Enfin, mais plus grave, manque d’électeurs ! L’abstention est depuis longtemps le premier parti politique national. Et là réside la faille de la démocratie car si l’élection légitime l’élu, la faiblesse du taux de participation électoral témoigne d’un mépris sinon d’un rejet de sa candidature.
Et ainsi, voit-on s’insinuer des représentations minoritaires vêtues d’une force majoritaire qu’abstentionnistes et autres ne reconnaîtront pas.
Tous ces désintérêts ont évidemment de multiples causes. La longévité des élus, le cumul des mandats, le passage d’une représentation à l’autre, la jouissance de privilèges, sans compter l’inaccomplissement de promesses électorales, chacun pourra justifier sa préférence pour le concours de pétanque, la pêche à la ligne ou la promenade en montagne.
Et alors que des peuples luttent pour pouvoir exprimer leur choix politique par les urnes, et alors aussi que nous défendons leur revendication, le peuple français semble pâtir d’un excès de scrutins. Que ferait-il s’il en était privé ?
Il faudra bien trouver des solutions afin que la rue ne soit pas le réceptacle de la souveraineté. On peut imaginer le vote obligatoire, comme en Belgique par exemple, ou l’ouverture des bureaux de vote dès le samedi. Mais c’est sans doute la représentation proportionnelle intégrale pour toute élection qui serait la meilleure arme contre l’abstention. Elle a ses défenseurs, Monsieur Bayrou notamment ; le candidat Macron l’avait promise. Ses détracteurs invoquent le risque d’une paralysie des institutions. Argument fallacieux car une majorité monolithique devient fatalement une représentation aux ordres et une minorité une représentation sans autre pouvoir que celui de la contestation.
La démocratie française ne serait-elle plus qu’une façade ?
Pierre ESPOSITO
«Tous ces désintérêts ont évidemment de multiples causes. La longévité des élus, le cumul des mandats, le passage d’une représentation à l’autre, la jouissance de privilèges, sans compter l’inaccomplissement de promesses électorales, chacun pourra justifier sa préférence pour le concours de pétanque, la pêche à la ligne ou la promenade en montagne.»
N’y aurait-il pas aussi le fait que le vote pour Pierre ou Paul ne change pratiquement rien, quoi qu’ils disent, du fait que nos dirigeants, à gauche comme avant, à droite comme maintenant, ont toujours été prisonniers d’une politique internationale ultralibérale, maître du monde, qui impose des directives à suivre ne laissant qu’une marche de manœuvre extrêmement limitée pour les différentes tendances. La démocratie représentative devient alors un simulacre de choix donc de liberté d’expression qui, effectivement, oriente plus vers la «pétanque, la pêche à la ligne ou la promenade en montagne».
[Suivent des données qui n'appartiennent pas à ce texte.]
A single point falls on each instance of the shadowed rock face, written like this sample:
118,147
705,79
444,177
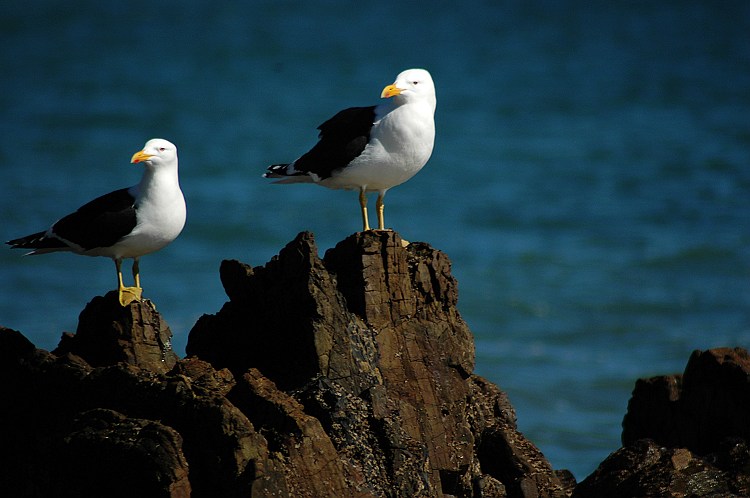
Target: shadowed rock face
350,375
684,435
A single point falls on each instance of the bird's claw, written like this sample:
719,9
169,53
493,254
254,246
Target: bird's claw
129,294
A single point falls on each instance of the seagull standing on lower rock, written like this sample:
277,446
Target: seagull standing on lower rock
371,149
126,223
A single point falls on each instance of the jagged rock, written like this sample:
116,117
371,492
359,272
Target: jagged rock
349,375
109,454
697,410
646,468
373,327
684,435
109,333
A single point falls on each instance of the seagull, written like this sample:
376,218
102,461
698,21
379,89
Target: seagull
371,149
126,223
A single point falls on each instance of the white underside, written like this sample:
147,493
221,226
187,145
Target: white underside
401,143
161,215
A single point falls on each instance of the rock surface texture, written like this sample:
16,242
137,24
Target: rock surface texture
684,435
346,376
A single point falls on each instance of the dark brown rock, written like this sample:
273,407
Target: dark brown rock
370,341
645,468
109,333
697,410
684,435
349,375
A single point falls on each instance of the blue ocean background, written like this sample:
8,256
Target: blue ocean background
590,180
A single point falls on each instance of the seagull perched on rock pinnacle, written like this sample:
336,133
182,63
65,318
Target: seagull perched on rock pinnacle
126,223
371,149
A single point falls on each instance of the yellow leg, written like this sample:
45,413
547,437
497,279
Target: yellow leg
363,205
380,207
127,294
137,273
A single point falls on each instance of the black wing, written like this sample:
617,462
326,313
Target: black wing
342,138
101,222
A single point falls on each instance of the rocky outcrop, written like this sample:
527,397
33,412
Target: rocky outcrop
346,376
684,435
349,375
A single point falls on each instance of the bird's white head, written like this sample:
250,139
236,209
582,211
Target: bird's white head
411,85
156,152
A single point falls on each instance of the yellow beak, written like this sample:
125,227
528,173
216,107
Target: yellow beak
390,91
140,156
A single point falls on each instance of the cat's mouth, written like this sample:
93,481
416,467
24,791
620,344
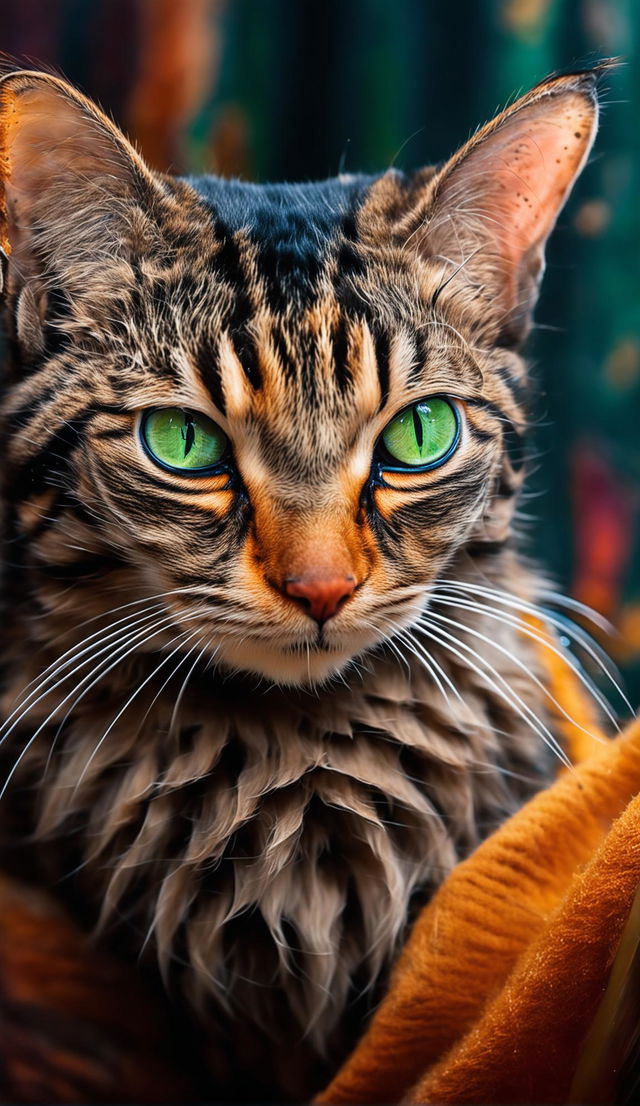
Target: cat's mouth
296,664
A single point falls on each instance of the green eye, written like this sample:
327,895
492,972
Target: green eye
423,435
182,440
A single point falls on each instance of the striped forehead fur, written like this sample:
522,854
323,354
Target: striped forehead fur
255,803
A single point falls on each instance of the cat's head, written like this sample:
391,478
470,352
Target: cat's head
286,409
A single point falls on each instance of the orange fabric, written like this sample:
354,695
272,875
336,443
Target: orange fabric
501,978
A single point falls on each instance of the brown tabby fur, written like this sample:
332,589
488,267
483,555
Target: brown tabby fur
258,804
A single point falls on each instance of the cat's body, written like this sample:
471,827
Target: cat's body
251,792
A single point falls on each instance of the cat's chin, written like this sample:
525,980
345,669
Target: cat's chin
289,667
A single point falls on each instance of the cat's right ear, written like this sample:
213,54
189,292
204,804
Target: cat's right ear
73,192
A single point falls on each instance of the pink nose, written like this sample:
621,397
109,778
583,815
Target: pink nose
321,597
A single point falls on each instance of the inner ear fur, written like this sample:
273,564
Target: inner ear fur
493,205
69,183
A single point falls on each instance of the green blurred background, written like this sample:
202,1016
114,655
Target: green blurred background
305,89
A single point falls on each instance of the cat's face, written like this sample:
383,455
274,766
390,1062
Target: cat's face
286,410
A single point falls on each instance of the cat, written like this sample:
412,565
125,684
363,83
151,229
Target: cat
271,659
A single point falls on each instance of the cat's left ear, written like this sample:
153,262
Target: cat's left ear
73,194
493,206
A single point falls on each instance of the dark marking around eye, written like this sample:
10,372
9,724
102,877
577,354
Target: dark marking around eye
418,428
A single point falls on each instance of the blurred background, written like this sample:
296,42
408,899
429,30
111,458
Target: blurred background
305,89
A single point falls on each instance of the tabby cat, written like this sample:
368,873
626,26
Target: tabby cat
271,663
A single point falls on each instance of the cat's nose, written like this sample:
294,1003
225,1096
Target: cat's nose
321,596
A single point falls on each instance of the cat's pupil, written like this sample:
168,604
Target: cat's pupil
188,434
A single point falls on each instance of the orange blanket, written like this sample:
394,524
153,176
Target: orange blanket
520,981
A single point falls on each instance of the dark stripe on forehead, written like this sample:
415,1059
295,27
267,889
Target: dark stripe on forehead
381,343
341,352
232,267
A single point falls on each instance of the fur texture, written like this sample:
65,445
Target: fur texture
252,800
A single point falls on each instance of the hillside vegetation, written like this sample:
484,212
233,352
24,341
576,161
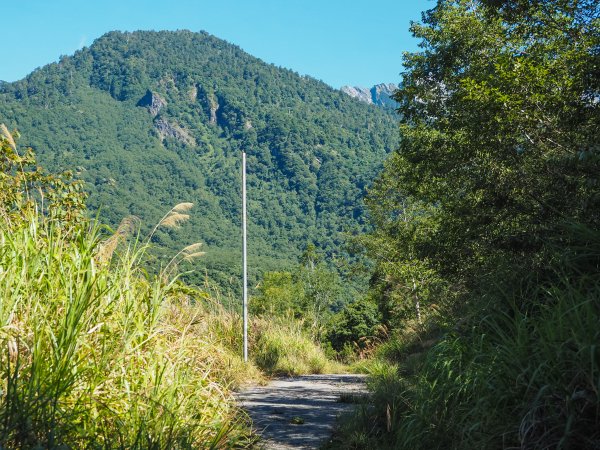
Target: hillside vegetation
487,233
151,119
97,353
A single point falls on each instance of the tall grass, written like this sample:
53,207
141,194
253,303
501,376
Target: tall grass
522,373
101,357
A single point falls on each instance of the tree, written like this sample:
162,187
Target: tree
499,119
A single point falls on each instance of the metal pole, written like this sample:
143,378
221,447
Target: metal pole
244,259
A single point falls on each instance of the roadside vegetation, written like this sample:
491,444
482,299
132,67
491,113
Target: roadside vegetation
486,238
98,353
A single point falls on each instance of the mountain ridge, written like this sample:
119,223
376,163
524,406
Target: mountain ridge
312,150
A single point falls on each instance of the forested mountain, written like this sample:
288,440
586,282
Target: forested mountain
151,119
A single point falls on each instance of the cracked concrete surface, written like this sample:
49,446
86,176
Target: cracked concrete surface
299,412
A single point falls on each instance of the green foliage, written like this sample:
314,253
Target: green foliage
285,348
309,294
312,150
490,208
355,328
22,182
96,352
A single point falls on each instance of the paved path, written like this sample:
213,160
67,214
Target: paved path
299,412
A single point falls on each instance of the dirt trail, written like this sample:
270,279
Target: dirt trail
299,412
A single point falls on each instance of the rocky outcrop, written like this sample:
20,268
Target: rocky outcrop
169,130
153,102
362,94
380,94
214,107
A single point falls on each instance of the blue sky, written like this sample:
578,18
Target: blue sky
353,42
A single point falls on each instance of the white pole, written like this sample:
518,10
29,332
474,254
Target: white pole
244,259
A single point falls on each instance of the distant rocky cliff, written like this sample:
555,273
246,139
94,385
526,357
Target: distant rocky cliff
380,94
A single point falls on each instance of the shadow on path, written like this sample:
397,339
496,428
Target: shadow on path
299,412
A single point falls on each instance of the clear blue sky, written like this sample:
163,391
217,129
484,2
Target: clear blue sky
355,42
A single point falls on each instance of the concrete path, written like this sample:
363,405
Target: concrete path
300,412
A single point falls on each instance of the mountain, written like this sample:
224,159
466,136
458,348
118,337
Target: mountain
151,119
380,94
Ce qui est à craindre c’est que lassés par ce joug qui écrase toujours les petits, au profit des gros, les non votants, avec l’aide des réseau sociaux, deviennent des agissants!
Malgré les dangers, redoutés par certains, de la proportionnelle, cela ne peut pas être pire que maintenant, et cela permettrait au moins d’avoir une représentativité plus large et plus stimulante peut-être pour les électeurs , abattus, démoralisés, dépressifs………révoltés!
L’illusion de la proportionnelle. Tout le monde (averti) sait que les conseillers régionaux sont élus à la proportionnelle. Et pourtant lorsqu’on regarde les résultats on s’aperçoit que cela ne motive pas davantage les électeurs.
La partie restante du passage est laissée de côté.